From the ¹Center for Clinical Research and the Departments of ²Ophthalmology, ³Clinical Chemistry, and ⁷Pathology, Oslo University Hospital, Ulleval, University of Oslo, Oslo, Norway; the ⁴Institut Universitari Barraquer/Universitat Autonoma de Barcelona, Barcelona, Spain; the ⁵Laboratory of Metabolism, National Cancer Institute, National Institutes of Health, Frederick, Maryland; and the ⁶Department of Oral Biology, Faculty of Dentistry, University of Oslo, Oslo, Norway.

Corresponding author: Sten Raeder, Center for Clinical Research, University of Oslo, Oslo University Hospital, Ulleval, Kirkeveien 166, 0407 Oslo, Norway; sten.rader{at}medisin.uio.no.

Purpose. To investigate whether human limbal epithelial cells (HLECs) derived from various regions of the limbus exhibit differences in gene expression and epithelial characteristics.

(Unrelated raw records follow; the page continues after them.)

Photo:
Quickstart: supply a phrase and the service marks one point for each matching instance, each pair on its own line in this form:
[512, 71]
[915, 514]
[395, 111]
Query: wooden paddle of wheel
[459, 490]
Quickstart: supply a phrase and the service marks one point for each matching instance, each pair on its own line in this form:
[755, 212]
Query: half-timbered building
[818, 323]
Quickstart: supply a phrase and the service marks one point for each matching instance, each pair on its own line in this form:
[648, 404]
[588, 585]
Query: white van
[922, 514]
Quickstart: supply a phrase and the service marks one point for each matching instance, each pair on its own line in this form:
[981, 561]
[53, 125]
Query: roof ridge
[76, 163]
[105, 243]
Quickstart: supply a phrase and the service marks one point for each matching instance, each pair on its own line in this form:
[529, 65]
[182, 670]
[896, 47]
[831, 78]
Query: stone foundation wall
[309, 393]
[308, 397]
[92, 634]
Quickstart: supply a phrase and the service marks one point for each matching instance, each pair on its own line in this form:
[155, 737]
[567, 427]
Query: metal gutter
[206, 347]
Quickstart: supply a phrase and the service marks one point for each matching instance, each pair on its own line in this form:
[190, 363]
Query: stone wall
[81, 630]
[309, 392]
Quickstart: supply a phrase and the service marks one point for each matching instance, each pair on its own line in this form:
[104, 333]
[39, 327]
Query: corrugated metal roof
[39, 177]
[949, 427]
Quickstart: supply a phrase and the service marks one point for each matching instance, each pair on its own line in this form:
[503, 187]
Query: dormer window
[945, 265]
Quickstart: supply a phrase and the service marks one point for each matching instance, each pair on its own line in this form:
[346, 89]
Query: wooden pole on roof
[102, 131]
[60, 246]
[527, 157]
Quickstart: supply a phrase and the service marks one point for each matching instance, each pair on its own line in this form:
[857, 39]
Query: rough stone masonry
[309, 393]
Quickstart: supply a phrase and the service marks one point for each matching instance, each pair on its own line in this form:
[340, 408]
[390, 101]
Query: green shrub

Methods. HLECs were derived from explants taken from the superior, nasal, inferior, and temporal limbus and cultured for 21 days. Whole genome transcript profiling was performed with a gene microarray. The microarray results were validated by using RT-PCR. Epithelial morphology was studied with light microscopy and transmission electron microscopy, and phenotype was evaluated by immunohistochemistry.

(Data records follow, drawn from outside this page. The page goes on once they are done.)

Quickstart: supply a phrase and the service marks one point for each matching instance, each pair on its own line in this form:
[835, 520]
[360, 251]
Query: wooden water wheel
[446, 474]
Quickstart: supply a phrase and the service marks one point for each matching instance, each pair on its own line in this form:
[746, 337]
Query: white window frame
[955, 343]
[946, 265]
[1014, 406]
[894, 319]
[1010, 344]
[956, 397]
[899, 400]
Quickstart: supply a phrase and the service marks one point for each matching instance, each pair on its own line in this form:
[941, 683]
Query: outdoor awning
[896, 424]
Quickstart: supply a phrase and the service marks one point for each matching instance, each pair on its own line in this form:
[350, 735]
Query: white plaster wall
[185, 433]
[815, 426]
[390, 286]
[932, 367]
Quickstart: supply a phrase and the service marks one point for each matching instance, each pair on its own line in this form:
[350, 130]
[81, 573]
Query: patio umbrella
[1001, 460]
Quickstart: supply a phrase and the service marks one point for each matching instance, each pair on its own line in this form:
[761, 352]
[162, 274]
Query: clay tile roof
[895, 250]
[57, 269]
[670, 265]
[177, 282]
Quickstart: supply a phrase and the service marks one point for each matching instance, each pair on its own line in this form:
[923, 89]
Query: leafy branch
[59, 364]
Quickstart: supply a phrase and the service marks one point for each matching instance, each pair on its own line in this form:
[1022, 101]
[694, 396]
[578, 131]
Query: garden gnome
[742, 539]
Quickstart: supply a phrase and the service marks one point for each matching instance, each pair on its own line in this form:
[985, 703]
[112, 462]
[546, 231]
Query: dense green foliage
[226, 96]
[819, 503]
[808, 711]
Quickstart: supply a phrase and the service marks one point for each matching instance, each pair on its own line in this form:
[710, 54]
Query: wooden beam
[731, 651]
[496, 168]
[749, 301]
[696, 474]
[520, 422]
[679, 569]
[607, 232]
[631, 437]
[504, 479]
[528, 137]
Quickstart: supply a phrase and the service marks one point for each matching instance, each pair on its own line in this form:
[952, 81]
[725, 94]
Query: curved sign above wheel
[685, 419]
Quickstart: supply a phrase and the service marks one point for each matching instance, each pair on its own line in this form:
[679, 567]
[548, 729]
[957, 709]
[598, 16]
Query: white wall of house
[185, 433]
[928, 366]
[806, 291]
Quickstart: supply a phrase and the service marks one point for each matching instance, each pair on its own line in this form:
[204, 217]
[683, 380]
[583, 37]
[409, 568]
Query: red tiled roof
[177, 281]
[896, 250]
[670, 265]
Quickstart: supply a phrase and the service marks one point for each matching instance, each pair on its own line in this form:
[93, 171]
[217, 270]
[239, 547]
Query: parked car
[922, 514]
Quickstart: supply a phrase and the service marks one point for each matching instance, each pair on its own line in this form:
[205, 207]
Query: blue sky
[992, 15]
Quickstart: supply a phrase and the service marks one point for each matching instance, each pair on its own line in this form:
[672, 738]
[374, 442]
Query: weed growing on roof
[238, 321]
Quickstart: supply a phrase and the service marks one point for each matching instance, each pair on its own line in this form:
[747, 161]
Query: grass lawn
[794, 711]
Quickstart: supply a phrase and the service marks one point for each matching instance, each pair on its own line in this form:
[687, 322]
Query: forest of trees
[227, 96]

Results. Epithelial outgrowth was present in most cultures of superior origin (88%) in contrast to cultures of temporal origin (38%). The epithelial thickness and number of cell layers were significantly greater in cultures of superior origin than in cultures from inferior and temporal areas. TRIM36, OSR2, and RHOU, which are involved in morphogenesis, were significantly differentially expressed in the superior region, compared with the other regions. Proposed limbal stem cell, progenitor, and differentiation markers were not differentially expressed. The uniform gene expression of ocular surface markers correlated with homogeneous immunostaining of corresponding protein markers in HLEC cultures from all regions, demonstrating an undifferentiated phenotype (p63⁺, Np63⁺, ABCG2⁺, K19⁺, vimentin⁺, integrin β1⁺, nestin^–, K3^–, K5⁺, and E-cadherin⁺).

Conclusions. No major transcriptional or phenotypic differences were observed in cultured HLECs derived from different regions of the limbus. However, explants of superior origin demonstrated the highest outgrowth success rate and generated epithelia with greater epithelial thickness and number of cell layers, which may prove useful for transplantation purposes.